At first glance, a sharp rise in the number of claims reported may seem odd, but I suspect the reason for the change is because already-existing (but unreported) claims started to be asserted due to general instability in the job market. All claims should be reported, but in a stable economy, employers and employees will often make "under the table" deals to not turn in the claims. I discourage injured employees from making bargains like this, because it can create a lot of problems for them down the road. Nonetheless, when layoffs and risks of layoffs loom, there is more pressure to put the claims on the books, where the employee can collect an income benefit.
Second, a relatively small number of employees have been making COVID-related claims. Between January 1 and September 27, carriers reported a total of 25,571 COVID-19 related claims. That number represents a small fraction of one percent of all Texas workers, so in the broader scheme of things, it isn't that many claims, especially considering that infection rates are much higher.
Third, the number of death claims is very low. As of September 27, a total of 103 fatality claims were reported to the DWC. This represents 4/10ths of one percent of the total COVID claims, which is well below the overall fatality rates for COVID-19. Likely, most workers who have been exposed to COVID are younger individuals who are less likely to suffer the more severe consequences of the disease. Additionally, it is possible that some claims were denied very early on in the progression of the disease, and that - after the employee died - the family and/or employer did not report the death to the carrier.
Fourth, many claimants don't have evidence of a positive test. Most claimants who are asserting COVID-19 claims do not have positive tests to prove that they have the disease. Of all of the workers who asserted COVID-19 claims between January and June, only 35% were actually able to prove that they have COVID at all. This may, unfortunately, be a product of the slow roll-out of testing availability, particularly in Texas. COVID denials also reflect a common dilemma for Texas workers, many of whom have no access to private care: you can't make a claim without proving you have the disease, and you can't get the medical evidence to prove the disease unless your claim is accepted, giving you access to care. I suspect there are a number of valid claims that were never accepted because of this catch-22.
Fifth, only 17% of all claims are accepted by carriers. This number is actually a little higher than I had anticipated. It would seem that some claimants, at least, are having success in demonstrating - through contact tracing - that their only possible exposure was at work.

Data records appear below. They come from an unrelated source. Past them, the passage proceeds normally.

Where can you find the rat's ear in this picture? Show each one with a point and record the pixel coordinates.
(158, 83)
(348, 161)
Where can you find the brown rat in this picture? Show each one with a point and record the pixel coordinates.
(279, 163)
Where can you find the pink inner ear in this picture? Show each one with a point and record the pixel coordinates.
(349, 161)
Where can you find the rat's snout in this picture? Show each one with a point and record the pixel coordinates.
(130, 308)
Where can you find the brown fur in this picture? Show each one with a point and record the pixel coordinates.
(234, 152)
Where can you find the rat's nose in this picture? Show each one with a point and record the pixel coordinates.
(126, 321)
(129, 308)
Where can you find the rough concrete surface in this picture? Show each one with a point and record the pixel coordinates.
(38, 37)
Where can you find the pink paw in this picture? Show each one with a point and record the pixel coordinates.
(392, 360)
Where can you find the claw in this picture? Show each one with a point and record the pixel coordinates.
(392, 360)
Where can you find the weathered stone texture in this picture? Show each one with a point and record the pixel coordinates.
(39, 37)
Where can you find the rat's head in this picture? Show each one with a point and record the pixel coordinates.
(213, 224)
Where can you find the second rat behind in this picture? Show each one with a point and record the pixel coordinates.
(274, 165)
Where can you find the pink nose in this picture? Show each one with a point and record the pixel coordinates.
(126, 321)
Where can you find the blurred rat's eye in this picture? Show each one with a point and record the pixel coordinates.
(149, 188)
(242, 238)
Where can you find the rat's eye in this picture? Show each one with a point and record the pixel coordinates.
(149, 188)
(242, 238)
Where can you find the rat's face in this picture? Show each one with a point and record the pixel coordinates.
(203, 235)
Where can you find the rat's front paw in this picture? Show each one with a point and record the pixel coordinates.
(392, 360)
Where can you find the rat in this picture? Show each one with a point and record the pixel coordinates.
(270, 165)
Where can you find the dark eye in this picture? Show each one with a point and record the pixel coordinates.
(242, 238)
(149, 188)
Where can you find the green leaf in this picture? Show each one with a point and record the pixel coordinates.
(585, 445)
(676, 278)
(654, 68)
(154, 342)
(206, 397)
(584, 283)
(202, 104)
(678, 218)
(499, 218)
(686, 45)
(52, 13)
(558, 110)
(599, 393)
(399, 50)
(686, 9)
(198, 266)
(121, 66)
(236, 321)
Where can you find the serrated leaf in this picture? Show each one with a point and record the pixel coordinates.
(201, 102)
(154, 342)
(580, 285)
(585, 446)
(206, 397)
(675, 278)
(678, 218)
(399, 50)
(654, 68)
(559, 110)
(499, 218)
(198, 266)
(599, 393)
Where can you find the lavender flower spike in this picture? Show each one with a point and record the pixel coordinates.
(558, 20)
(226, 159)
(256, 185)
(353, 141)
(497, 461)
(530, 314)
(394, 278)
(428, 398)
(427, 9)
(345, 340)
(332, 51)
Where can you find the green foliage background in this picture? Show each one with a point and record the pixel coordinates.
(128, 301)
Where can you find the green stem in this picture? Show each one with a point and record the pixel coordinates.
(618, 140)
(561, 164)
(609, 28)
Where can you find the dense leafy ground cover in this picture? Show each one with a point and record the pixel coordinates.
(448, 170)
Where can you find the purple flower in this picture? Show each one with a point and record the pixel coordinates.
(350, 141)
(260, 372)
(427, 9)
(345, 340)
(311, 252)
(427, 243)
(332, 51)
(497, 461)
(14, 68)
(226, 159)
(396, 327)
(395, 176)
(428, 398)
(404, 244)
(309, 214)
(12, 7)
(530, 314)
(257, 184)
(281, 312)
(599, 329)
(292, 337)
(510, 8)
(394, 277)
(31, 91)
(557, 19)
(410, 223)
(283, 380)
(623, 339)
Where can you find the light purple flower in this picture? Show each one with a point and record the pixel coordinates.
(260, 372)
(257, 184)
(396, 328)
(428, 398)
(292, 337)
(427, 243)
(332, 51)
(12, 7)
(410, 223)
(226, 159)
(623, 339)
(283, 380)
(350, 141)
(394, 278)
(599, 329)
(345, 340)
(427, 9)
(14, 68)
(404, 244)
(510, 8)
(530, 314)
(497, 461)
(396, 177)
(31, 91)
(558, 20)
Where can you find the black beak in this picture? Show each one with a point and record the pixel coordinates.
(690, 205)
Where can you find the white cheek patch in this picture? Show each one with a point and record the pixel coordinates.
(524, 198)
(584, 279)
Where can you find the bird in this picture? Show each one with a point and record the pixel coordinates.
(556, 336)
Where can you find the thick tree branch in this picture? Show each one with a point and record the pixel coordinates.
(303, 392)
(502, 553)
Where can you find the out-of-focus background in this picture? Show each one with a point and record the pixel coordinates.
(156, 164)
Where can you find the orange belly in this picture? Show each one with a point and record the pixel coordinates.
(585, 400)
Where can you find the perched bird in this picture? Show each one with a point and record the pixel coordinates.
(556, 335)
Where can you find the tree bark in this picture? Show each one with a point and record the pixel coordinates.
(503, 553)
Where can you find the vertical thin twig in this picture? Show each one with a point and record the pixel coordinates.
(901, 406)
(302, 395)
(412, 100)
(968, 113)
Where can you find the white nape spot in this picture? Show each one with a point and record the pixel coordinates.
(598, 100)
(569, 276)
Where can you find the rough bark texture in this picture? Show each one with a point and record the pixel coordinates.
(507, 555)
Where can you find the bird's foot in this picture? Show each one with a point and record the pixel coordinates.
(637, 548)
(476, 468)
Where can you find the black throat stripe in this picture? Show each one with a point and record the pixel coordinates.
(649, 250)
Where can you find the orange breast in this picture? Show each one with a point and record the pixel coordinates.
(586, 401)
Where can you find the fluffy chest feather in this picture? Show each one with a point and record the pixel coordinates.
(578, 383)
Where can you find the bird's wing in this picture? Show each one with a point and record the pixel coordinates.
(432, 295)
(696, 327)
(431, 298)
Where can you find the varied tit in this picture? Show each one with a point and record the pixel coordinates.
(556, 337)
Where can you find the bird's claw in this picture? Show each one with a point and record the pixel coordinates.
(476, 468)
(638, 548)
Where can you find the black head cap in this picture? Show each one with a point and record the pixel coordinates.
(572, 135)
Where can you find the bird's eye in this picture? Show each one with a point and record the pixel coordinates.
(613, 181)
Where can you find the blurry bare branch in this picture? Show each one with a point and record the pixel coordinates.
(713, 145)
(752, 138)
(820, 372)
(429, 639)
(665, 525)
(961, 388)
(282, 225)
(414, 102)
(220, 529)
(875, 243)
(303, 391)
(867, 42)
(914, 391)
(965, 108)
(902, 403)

What does all this mean for injured workers? Here are my five takeaways:
Don't hesitate to make a claim. While many claims are rejected, about 1 in 5 are accepted, and the ratio is even higher (almost 1 in 2) if you can prove a positive diagnosis.

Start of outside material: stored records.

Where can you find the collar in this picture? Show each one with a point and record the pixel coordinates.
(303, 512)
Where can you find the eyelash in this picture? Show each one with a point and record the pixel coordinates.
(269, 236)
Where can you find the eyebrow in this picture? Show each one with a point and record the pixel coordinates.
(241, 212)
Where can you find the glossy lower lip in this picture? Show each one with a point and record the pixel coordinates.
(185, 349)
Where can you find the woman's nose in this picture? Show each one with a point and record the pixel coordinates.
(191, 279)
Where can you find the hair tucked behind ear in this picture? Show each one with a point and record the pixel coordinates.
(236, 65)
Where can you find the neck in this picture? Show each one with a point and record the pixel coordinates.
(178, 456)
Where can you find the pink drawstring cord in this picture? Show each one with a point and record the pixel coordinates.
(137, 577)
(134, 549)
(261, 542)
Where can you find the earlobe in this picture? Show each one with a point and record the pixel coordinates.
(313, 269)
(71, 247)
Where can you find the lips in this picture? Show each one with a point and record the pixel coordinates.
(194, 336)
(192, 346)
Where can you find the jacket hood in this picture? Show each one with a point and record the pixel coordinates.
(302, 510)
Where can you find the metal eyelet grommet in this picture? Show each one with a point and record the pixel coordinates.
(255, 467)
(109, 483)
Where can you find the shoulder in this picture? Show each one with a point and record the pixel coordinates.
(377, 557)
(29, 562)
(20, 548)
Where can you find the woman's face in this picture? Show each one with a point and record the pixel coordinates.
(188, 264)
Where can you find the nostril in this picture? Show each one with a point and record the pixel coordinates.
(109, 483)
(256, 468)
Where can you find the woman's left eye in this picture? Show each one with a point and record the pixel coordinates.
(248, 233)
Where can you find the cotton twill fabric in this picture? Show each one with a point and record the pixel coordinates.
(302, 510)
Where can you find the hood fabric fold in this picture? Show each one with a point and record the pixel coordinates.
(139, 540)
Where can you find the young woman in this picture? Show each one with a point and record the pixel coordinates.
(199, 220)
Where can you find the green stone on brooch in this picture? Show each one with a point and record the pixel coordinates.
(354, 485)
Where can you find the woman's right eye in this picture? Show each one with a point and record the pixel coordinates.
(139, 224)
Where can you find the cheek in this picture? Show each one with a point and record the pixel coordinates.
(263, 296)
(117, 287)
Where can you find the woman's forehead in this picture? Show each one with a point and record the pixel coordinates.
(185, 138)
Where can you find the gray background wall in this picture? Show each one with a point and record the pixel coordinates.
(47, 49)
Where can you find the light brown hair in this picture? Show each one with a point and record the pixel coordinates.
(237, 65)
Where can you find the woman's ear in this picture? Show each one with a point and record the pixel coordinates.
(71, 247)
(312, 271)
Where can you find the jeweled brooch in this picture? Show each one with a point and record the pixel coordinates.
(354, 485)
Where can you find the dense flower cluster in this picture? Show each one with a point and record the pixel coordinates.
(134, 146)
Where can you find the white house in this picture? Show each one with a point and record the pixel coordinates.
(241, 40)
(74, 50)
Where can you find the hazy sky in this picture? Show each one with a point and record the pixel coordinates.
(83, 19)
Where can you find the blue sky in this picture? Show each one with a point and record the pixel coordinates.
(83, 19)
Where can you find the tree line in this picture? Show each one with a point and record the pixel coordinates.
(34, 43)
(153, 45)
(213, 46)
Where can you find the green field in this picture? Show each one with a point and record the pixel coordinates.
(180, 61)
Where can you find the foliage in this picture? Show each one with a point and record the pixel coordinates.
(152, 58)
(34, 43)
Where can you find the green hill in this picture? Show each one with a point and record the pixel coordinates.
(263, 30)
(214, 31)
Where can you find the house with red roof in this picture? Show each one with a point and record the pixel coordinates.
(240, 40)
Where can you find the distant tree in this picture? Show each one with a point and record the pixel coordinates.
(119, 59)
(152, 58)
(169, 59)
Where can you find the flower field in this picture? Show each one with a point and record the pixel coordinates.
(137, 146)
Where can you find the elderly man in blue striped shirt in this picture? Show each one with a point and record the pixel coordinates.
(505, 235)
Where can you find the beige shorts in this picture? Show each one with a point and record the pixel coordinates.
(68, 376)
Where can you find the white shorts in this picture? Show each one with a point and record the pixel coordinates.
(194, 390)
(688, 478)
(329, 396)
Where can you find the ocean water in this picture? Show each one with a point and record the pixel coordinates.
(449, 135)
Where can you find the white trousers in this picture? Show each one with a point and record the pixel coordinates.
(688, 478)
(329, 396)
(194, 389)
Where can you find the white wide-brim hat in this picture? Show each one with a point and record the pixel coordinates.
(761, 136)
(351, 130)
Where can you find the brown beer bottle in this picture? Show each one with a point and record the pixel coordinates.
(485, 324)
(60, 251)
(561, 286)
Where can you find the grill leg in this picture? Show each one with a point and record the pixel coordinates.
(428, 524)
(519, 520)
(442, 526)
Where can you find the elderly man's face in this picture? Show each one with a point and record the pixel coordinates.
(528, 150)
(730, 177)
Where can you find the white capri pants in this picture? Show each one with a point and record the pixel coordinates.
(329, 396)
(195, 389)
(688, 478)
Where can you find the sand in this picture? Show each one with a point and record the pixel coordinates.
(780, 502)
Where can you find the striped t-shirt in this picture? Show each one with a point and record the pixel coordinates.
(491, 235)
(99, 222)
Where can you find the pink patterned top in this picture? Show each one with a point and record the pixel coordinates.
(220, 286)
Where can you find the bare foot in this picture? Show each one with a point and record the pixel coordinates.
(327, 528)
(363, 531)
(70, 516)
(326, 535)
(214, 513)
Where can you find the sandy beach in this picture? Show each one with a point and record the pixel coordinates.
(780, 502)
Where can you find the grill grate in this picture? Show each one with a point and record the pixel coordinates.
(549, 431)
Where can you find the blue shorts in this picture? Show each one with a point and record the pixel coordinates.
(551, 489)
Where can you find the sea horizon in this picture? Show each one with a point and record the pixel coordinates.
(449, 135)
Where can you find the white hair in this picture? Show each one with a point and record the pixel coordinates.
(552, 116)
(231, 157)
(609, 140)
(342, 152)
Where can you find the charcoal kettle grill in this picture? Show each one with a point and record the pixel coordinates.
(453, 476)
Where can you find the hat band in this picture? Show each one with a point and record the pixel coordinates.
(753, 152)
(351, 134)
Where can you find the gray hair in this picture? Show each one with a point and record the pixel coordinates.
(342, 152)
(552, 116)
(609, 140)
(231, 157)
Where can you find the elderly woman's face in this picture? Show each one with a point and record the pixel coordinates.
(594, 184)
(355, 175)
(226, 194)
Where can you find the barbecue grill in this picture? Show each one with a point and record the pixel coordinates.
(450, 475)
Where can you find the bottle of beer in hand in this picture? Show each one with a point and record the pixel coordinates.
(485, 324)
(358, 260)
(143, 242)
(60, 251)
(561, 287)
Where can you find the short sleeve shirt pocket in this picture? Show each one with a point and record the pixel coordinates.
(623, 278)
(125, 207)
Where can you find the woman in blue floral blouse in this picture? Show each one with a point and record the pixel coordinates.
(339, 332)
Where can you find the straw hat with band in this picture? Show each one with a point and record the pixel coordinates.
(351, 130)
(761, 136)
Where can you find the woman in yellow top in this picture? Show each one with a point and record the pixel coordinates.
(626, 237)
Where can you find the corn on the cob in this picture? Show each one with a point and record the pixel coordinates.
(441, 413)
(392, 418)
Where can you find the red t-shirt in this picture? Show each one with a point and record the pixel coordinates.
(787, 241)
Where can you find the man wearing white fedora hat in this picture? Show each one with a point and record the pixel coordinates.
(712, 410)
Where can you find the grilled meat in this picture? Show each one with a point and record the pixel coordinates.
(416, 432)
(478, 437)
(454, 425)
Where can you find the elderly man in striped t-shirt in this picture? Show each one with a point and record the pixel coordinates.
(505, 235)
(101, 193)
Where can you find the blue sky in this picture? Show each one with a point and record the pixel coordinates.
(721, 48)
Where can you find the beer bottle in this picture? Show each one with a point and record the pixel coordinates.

Let your employer know that you have work-related COVID as soon as you suspect as much. Don't delay, waiting for a test or a doctor's visit. It is easy to wait too long to make a claim. Report first, then begin gathering your evidence. Additionally, as I frequently recommend, you should submit your report in writing (emails and text messages will work, if nothing else), explicitly stating that you believe you have a workplace exposure. It isn't enough to just report that you have COVID. You must indicate that it came from a workplace exposure. A written report will make it difficult for your employer to later deny that it was told you have a work-related exposure.
If you are going to make a COVID-19 claim, do everything you can to secure a test and diagnosis from a doctor. You won't even get in the door with your claim unless you have a positive test. Exhaust every resource possible to gain access to testing.

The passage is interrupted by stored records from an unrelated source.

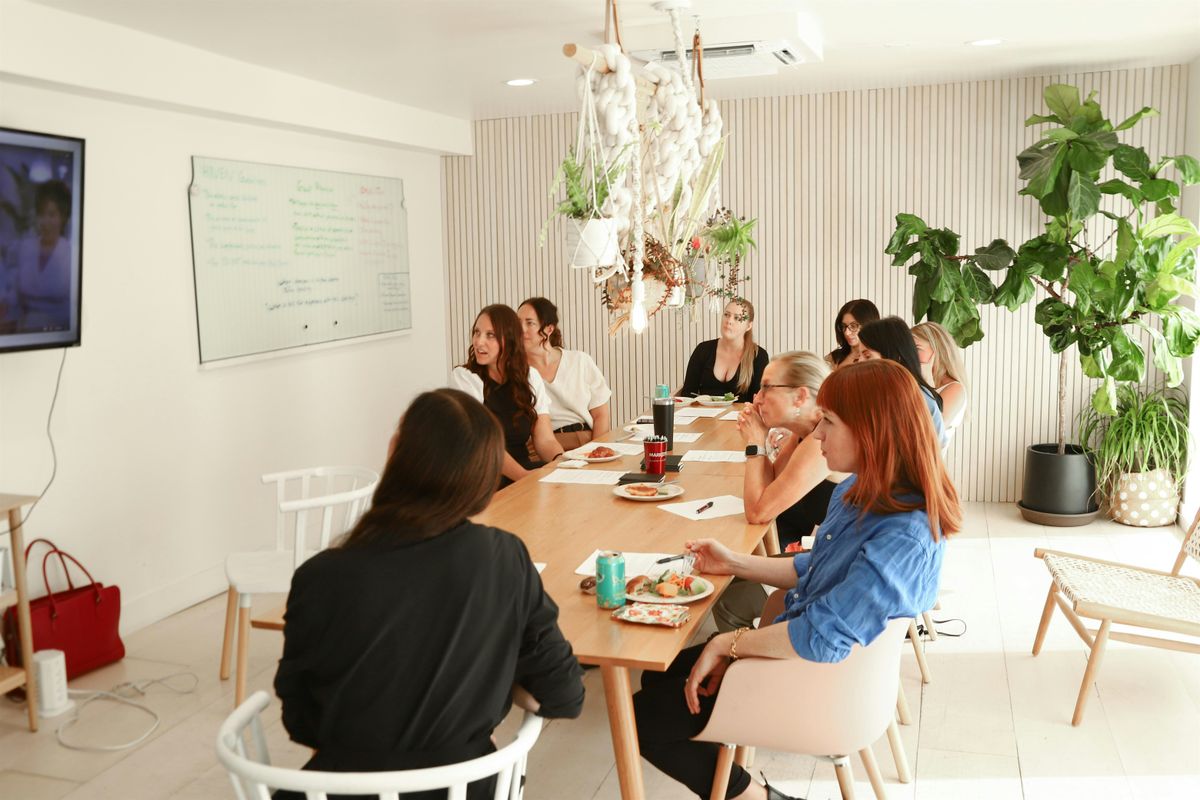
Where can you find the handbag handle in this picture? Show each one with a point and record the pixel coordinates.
(49, 595)
(54, 548)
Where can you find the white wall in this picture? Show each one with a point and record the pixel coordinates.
(159, 458)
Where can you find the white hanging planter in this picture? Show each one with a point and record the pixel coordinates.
(592, 242)
(1145, 499)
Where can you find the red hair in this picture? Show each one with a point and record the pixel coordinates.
(898, 450)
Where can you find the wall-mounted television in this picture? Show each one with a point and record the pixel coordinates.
(41, 240)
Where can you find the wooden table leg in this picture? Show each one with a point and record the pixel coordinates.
(27, 631)
(619, 698)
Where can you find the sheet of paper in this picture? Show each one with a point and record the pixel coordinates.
(725, 505)
(593, 476)
(635, 564)
(679, 435)
(694, 411)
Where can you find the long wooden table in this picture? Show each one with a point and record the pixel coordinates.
(563, 523)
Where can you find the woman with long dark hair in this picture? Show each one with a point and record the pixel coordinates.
(407, 642)
(892, 340)
(731, 364)
(579, 394)
(877, 557)
(498, 376)
(846, 325)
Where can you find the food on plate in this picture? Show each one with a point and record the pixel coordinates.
(669, 584)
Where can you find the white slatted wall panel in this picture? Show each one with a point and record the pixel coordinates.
(825, 175)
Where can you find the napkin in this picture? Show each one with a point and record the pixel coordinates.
(725, 505)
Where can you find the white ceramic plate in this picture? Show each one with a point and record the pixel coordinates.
(715, 402)
(649, 597)
(666, 492)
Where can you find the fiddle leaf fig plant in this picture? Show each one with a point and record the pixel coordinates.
(1107, 274)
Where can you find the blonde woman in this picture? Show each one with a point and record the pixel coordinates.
(941, 365)
(731, 364)
(795, 488)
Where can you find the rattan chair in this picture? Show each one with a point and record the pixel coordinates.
(1086, 588)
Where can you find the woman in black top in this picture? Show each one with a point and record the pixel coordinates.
(406, 644)
(730, 365)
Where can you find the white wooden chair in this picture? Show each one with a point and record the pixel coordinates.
(1086, 588)
(255, 777)
(829, 710)
(334, 495)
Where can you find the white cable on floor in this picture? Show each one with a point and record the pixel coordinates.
(115, 695)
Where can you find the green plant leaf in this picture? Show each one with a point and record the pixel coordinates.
(996, 256)
(1132, 162)
(1062, 100)
(1083, 196)
(1146, 110)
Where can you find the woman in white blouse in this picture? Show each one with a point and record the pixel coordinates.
(942, 367)
(579, 394)
(499, 377)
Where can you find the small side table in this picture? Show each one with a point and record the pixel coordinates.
(13, 677)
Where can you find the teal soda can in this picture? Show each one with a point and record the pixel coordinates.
(610, 579)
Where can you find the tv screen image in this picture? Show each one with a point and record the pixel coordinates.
(41, 240)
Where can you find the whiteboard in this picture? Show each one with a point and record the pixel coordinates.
(286, 257)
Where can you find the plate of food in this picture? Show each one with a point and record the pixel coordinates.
(669, 588)
(648, 492)
(597, 455)
(718, 401)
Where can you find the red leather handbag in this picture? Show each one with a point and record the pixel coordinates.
(82, 621)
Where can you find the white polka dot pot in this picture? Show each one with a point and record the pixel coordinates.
(1145, 499)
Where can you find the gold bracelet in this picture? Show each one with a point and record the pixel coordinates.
(733, 644)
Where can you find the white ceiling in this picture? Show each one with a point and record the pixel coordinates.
(454, 55)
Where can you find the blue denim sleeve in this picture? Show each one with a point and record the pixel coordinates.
(894, 575)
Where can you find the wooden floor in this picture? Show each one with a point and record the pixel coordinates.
(994, 723)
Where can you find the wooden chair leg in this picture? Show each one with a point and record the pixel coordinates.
(1047, 613)
(915, 637)
(873, 773)
(243, 650)
(903, 705)
(721, 776)
(929, 626)
(845, 777)
(898, 753)
(231, 621)
(1093, 665)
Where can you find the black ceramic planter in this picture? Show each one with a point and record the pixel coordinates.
(1059, 489)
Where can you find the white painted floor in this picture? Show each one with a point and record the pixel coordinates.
(995, 722)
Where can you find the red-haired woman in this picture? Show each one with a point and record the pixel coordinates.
(499, 377)
(877, 557)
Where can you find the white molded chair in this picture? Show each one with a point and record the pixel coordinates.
(253, 776)
(828, 710)
(337, 495)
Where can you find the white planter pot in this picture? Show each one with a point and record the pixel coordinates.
(592, 242)
(1145, 499)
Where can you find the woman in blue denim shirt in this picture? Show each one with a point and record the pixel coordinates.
(877, 557)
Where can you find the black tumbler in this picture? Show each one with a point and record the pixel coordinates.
(664, 420)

Be prepared to demonstrate - through contact tracing - that your only possible exposures for COVID are at work. This may mean securing statements from all of your close contacts outside of work that they have not received a positive diagnosis.
Be prepared for an initial denial of your claim. The odds are against you, even if you have taken all of the steps outlined above. You may have to pursue your claim by seeking a dispute resolution with the Division of Workers' Compensation. Retain a workers' compensation attorney, if you can find one who will take your case. This will substantially increase your chances of success.